Dermatologists have until Sept. 23 to put into place internal policies and procedures needed to comply with sweeping changes coming to the Health Insurance Portability and Accountability Act (HIPAA).

Dermatologists have until Sept. 23 to put into place internal policies and procedures needed to comply with sweeping changes coming to the Health Insurance Portability and Accountability Act (HIPAA).

These changes are a big deal, says Pat Davey, M.D., chairman of the American Academy of Dermatology Practice Management Committee. Every day, someone loses personal information, whether that be a credit card or their Social Security number, he says.

“I’ve got the feeling that somebody’s going to get crucified on the privacy cross ... that’ll probably be your solo dermatologist who doesn’t have the resources to fight the federal government,” he says.

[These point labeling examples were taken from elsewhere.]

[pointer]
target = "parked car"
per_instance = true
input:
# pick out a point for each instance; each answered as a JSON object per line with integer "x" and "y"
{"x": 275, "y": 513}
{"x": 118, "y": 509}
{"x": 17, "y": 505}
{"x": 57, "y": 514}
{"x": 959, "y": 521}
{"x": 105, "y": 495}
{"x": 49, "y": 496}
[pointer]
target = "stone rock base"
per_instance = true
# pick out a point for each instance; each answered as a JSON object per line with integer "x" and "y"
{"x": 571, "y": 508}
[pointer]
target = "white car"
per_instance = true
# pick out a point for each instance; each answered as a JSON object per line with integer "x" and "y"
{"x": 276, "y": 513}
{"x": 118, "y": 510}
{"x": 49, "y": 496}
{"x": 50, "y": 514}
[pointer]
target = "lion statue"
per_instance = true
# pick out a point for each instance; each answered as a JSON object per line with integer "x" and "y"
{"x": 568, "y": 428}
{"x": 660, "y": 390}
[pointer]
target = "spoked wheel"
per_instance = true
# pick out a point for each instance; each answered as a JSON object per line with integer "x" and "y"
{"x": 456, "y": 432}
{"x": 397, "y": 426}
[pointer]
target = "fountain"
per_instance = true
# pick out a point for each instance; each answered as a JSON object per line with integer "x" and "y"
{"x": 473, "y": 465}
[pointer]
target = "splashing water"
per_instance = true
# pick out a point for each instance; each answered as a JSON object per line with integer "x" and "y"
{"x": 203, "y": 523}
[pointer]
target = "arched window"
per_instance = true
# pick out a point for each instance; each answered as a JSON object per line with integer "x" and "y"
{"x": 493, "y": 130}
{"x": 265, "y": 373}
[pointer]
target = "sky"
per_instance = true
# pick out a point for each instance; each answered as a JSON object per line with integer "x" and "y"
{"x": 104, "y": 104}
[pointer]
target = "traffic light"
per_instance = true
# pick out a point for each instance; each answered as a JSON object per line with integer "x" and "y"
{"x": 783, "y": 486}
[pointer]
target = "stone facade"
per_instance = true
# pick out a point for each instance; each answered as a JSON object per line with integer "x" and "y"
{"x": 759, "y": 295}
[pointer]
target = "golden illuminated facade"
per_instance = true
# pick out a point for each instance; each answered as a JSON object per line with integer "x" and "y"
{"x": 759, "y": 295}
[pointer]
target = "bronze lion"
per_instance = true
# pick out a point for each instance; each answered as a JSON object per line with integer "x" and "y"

Driving many of the changes in the omnibus rule is the privacy debate, especially as it relates to electronic health records, Dr. Davey says. “The original HIPAA went into effect in 1996. And that relates more to how we handle records,” he says. “Now they’re tightening it up in terms of who has access to data ... and that’s the part that is aimed at the electronic records.”

The idea behind EHRs was to have federal information exchanges that would allow hospital systems, outpatient facilities and individual physicians to exchange patient information, Dr. Davey says.

“We do not know when this will happen. In my part of the world hospital systems are rolling out a common electronic record to the primary care doctors, giving hospital staff members electronic access to records and setting up secure texting networks,” Dr. Davey says.